Ineffable23 · 08/09/2024 07:46

Do you think it's maybe worth going to see a solicitor? It sounds like the asset situation is quite complicated. In a short marriage asset division is considered somewhat differently from a long marriage. I don't think you could assume none of the assets would be split as I think (but am not certain) they can consider the length of your relationship before marriage.
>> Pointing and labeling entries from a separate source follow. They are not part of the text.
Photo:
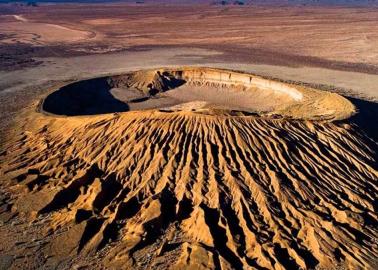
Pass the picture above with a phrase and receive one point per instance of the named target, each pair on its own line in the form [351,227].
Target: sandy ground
[182,189]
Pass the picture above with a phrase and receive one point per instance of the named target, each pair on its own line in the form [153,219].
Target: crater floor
[198,183]
[195,89]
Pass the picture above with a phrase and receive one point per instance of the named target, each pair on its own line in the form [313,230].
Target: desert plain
[188,136]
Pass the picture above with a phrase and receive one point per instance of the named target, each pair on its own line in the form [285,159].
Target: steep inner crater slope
[195,89]
[193,183]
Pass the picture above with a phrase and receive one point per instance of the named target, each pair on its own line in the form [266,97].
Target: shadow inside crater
[366,117]
[87,97]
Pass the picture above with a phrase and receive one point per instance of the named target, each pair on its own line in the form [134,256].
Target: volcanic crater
[204,90]
[192,168]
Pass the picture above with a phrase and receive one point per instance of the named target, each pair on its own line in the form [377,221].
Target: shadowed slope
[196,89]
[184,189]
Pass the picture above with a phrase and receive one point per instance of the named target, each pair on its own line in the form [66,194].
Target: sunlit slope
[184,189]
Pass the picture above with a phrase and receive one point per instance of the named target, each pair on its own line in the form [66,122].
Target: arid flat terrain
[165,136]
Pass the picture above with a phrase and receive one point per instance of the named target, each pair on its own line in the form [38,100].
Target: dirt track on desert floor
[195,137]
[195,188]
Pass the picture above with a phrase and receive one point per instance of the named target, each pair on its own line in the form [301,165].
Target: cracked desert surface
[162,135]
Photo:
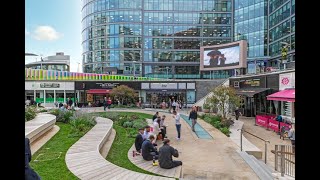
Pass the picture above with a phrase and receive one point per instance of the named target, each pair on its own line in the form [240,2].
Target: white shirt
[156,128]
[177,118]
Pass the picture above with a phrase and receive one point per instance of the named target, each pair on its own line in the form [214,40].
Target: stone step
[261,171]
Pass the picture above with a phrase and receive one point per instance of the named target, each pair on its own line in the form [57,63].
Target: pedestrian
[176,117]
[193,116]
[139,140]
[149,151]
[163,127]
[105,103]
[237,113]
[109,102]
[292,137]
[165,156]
[174,105]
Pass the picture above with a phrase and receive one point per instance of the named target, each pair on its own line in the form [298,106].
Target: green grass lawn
[49,166]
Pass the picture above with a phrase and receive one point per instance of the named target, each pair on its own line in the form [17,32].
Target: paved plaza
[204,158]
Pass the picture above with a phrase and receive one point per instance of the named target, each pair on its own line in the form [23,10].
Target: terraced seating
[85,161]
[41,124]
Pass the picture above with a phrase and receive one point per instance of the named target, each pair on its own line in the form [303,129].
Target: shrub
[30,113]
[81,124]
[127,124]
[225,131]
[64,116]
[139,124]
You could do a prenup but they aren't always treated as legally binding in the UK. I'm not a lawyer though, and ultimately only a lawyer will be able to give you really solid advice.

The other thing it is worth considering, if you're at a point where you're considering LPA, is the situation with inheritance - if you'd want him to inherit from you, that is significantly easier if you are married as all transfers are inheritance tax free in the circumstance of the death of a spouse.

I think it's okay for him to be your LPA without marriage - you have exactly the same risks really as with marriage, and there are plenty of single people in the world who will need LPAs. It's a totally different scenario to if you had only been with someone for a few years. Is there anyone else who could be a second LPA (just because that can reduce the risk e.g. if you were in a car accident with your partner)?

DurrBrain · 08/09/2024 13:22

DustyLee123 · 08/09/2024 07:42

You need to see a solicitor for advice and to see about ring-fencing your assets. And see about making a will for after you marry.
TBH it’s financially easier to not marry, and he can still be your POA. Are you leaving your assets to family?

Hi, thanks for your reply.
I actually wish to leave any assets to be split between family and him.
Assuming our relationship either remains the same, or gets even better, I’d not want him to suffer financially because of my death.
Even if we split up for reasons that are acceptable to me, I’d not see him without somewhere to live, and to remain a decent person.
some may think I don’t trust him, but I do.
Others have fully trusted people in the past, but situations change, then all that faith can bite you on the bum.
I just wish to protect myself, and feel at ease.